It may be argued that the legislative branch is just as capable of interpreting and following the Constitution as the judicial branch, and I agree to a point. However, I believe it is wise to contemplate the misuse of federal power by Congress which they themselves would be unwilling to counter. In other words, if Congress wants to go beyond the Constitution they would not likely invalidate their own action. As
Hamilton put it "there is no liberty if the power of judging be not separated from the legislative and executive powers."

Though the principle of judicial review is reasonable and necessary, it has been misused. By creatively interpreting the Constitution so as to substitute their own will for the original intent of the founders, the Supreme Court has recently done much damage to our republic. Of course, the most infamous of such cases is Roe vs. Wade, wherein the justices created the "right to privacy" and applied it in such a way as to render murderers of children immune from prosecution. Obviously, judicial review has its downsides. It is unfortunate that the founders didnt seem to anticipate the rampancy of legislation from the bench which we see today, and provide better methods of stemming this tide.

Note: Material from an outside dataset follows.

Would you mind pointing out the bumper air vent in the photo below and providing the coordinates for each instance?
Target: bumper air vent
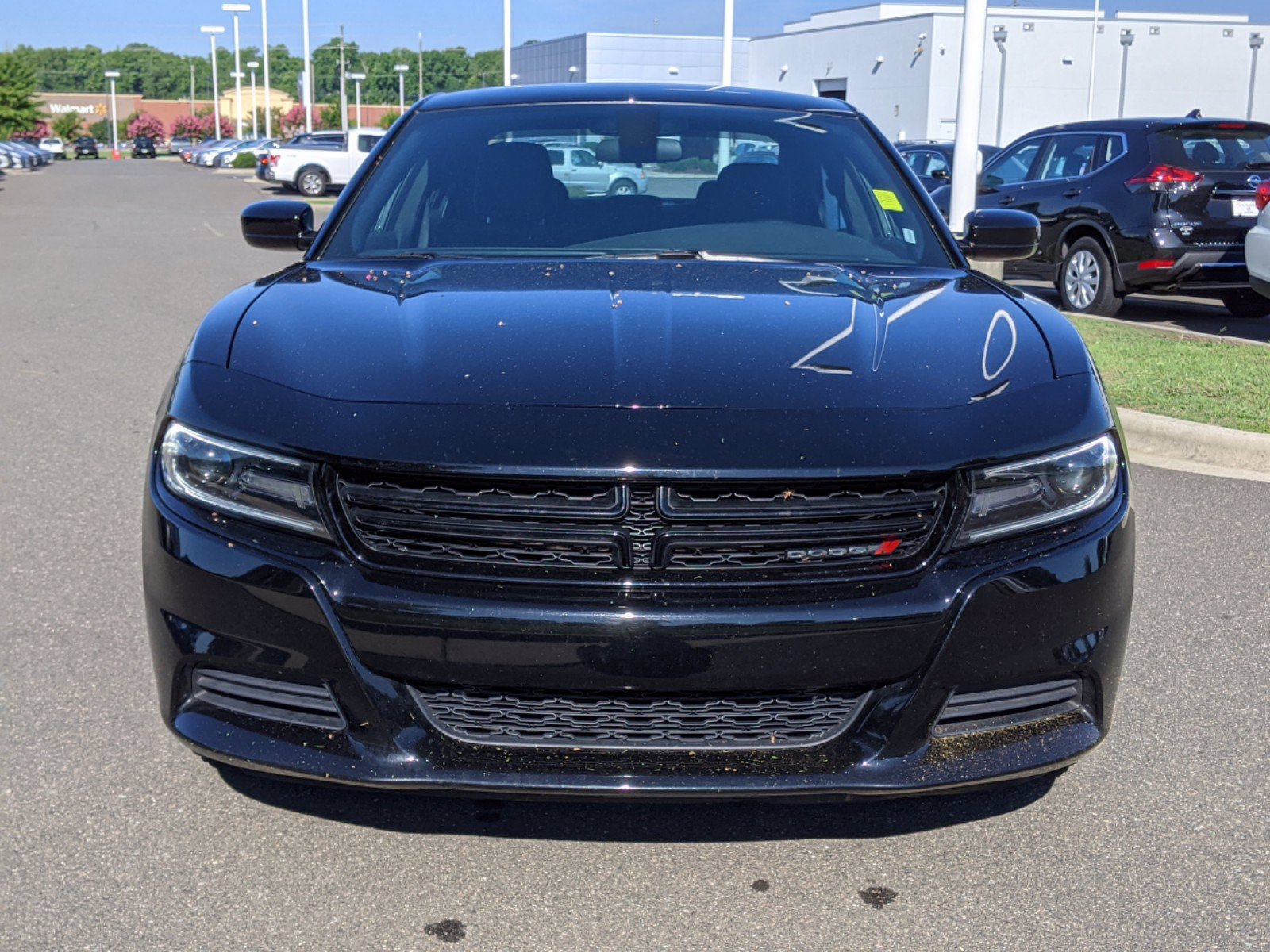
(992, 710)
(306, 704)
(639, 721)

In the most recent years, the Supreme Court has become so audacious as to consider itself the one and only interpreter of the Constitution. By striking down the Religious Freedom Restoration Act in the 1997 case of Boerne vs.
Flores, the Court took the philosophy of judicial review way too far. In this case, they declared an act of Congress unconstitutional simply because it expanded the freedom of Americas citizens beyond the point which the Court had previously set.

Perhaps most telling is this passage which seems to me to be at the heart of the Boerne decision: "The design of [Fourteenth] Amendment and the text of [section] 5 are inconsistent with the suggestion that Congress has the power to decree the substance of the Fourteenth Amendment's restrictions on the States. Legislation which alters the meaning of the Free Exercise Clause cannot be said to be enforcing the Clause." What the justices seem to be saying is that they alone decide what the clause means, and if you attempt in any way to change that, too bad. What they don't seem to consider is that the "alteration" which the Congress attempted to make was not in conflict with the text of the Constitution at all but rather enlarged our freedom of religion by limiting government. Essentially, they made their own narrow interpretation of the right to religious freedom the arbitrary standard which Congress could neither go above or below in their acts. And even though a few justices did dissent in the Boerne case, none questioned the conclusion of the majority that the Supreme Court alone can decide what the Constitution means.

Though judicial review is a good concept, and an independent judiciary with this power is essential for liberty, it is clear that the potential for misuse of this power cannot be ignored. We must come up with a solution to the problem of judges overstepping their bounds. If we do not, our freedom will continue to be endangered by the real potential tyranny of five black robes.